Multi-Perspective Visual Contrastive Decoding for Reliable Assistance

Bocheng Pan, Hailong Shi, Xingyu Gao · 2026 · ACM Transactions on Internet of Things · doi:10.1145/3785360

Summary

This technical paper presents MPVCD (Multi-Perspective Visual Contrastive Decoding), a framework designed to address the reliability of AI-generated visual descriptions for people who are blind or have low vision (BLV). The core problem it tackles: when BLV users photograph their environment using smartphones or wearable IoT devices, the resulting images frequently suffer from three specific challenges—quality degradation (motion blur, poor lighting, incorrect focus due to inability to visually verify capture), object incompleteness (partial captures from framing difficulties), and spatial misalignment (objects too close or distant). These image quality issues cause multimodal large language models (MLLMs) to generate hallucinated descriptions that fabricate non-existent objects, misinterpret spatial relationships, or incorrectly identify attributes. Since BLV users cannot visually verify AI output, hallucinations pose direct safety risks. MPVCD is built on Visual Contrastive Decoding (VCD), which compares token probability distributions between original and transformed images. The insight: tokens genuinely grounded in visual content change significantly when an image is transformed, while hallucinated tokens (driven by language priors) remain stable. Three specialized modules are implemented: Noise Contrastive Decoding (compares original vs. noise-injected images to address quality degradation); Retrieval Contrastive Decoding (retrieves semantically similar images from a CLIP-encoded memory bank to provide context for incomplete objects); and Focus Contrastive Decoding (uses a DINO object detector to crop and analyze detected regions, addressing spatial misalignment). These are dynamically balanced through Adaptive Perspective Integration using confidence-based Dynamic Weight Adjustment. The system deploys end-to-end across a voice-command client interface, encrypted communication middleware, and Kubernetes-orchestrated cloud infrastructure.

Key findings

MPVCD was evaluated against two baselines (InstructBLIP, Pensieve) on three datasets representing different aspects of the BLV assistance problem: On MSCOCO (ideal photography): MPVCD outperformed baselines on all metrics—BLEU-4: 0.420 vs 0.404 (Pensieve), CIDEr: 1.429 vs 1.377, SPICE: 0.251 vs 0.243—demonstrating that multi-perspective contrastive decoding benefits even well-composed images. On WHOOPS (hallucination resistance, commonsense-violating images): The most dramatic improvement was here—CIDEr jumped from 0.906 (Pensieve) to 1.300, SPICE from 0.186 to 0.214. This is the most safety-critical finding: MPVCD is substantially more reliable when inputs are designed to induce hallucinations.

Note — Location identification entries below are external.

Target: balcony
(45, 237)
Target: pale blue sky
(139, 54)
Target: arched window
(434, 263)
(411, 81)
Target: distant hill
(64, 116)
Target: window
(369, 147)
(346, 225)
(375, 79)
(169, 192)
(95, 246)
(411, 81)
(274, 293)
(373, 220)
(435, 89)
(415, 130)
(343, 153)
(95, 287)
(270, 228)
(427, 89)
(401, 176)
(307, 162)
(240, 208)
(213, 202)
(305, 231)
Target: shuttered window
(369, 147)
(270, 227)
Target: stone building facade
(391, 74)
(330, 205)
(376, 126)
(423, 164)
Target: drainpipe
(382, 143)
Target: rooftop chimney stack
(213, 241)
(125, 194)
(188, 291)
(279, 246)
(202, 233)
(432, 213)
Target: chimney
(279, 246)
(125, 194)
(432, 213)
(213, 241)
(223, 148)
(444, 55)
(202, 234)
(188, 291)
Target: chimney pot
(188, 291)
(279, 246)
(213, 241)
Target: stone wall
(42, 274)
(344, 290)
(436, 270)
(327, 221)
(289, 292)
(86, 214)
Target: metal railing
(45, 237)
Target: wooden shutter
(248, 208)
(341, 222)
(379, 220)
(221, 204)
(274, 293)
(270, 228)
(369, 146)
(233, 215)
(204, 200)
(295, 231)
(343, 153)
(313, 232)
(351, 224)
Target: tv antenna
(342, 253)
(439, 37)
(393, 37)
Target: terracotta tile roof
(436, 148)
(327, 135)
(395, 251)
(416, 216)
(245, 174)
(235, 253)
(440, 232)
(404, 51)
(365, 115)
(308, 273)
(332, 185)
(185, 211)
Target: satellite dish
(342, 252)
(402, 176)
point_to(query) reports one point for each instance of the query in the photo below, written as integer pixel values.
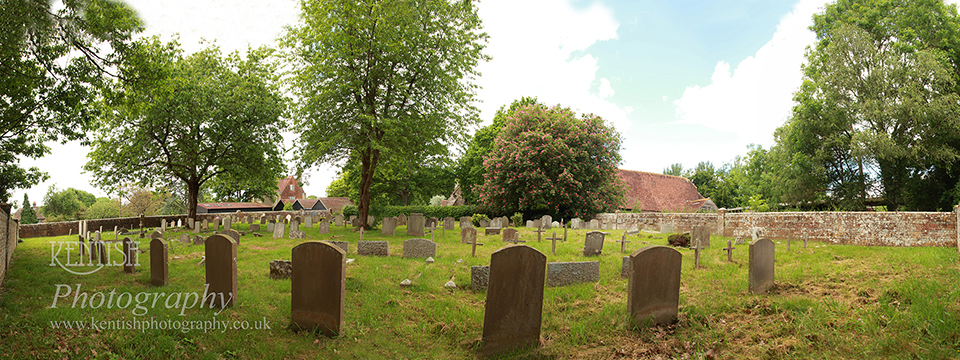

On VizWiz Caption (authentic blind photography): BLEU-4 improved from 0.302 to 0.316, CIDEr from 0.874 to 0.935, SPICE from 0.159 to 0.166—confirming real-world benefits under genuine BLV photography conditions. Ablation study on VizWiz found Focus Contrastive Decoding contributed most (CIDEr -0.048 when removed), followed by Retrieval (-0.032) and Noise (-0.021). The key tradeoff: MPVCD requires 2.5x the processing time of the InstructBLIP baseline (7.3s vs 2.9s), primarily due to retrieval and object detection overhead.

Relevance

AI-generated image descriptions are increasingly central to BLV independence—used in apps like Seeing AI, Be My Eyes AI, and smart glasses. This paper provides evidence that current MLLMs frequently hallucinate under real-world BLV photography conditions, and that the VizWiz dataset (built from authentic blind user photography) confirms this gap persists in practice. For accessibility practitioners, the key implication is that description reliability cannot be assumed—and that system design must account for the specific image quality patterns that characterize BLV photography. MPVCD demonstrates a principled approach to this challenge. The privacy-by-design features (ephemeral image storage, accessible multi-modal consent, granular user control via voice) are model accessibility-first practices for IoT deployments. A significant limitation is the absence of user studies with actual BLV participants—performance gains are measured via automated metrics against sighted-annotated reference captions, which may not fully capture what BLV users find accurate or useful. Computational overhead (2.5x) also limits feasibility for on-device deployment, though cloud offloading mitigates this for connected scenarios.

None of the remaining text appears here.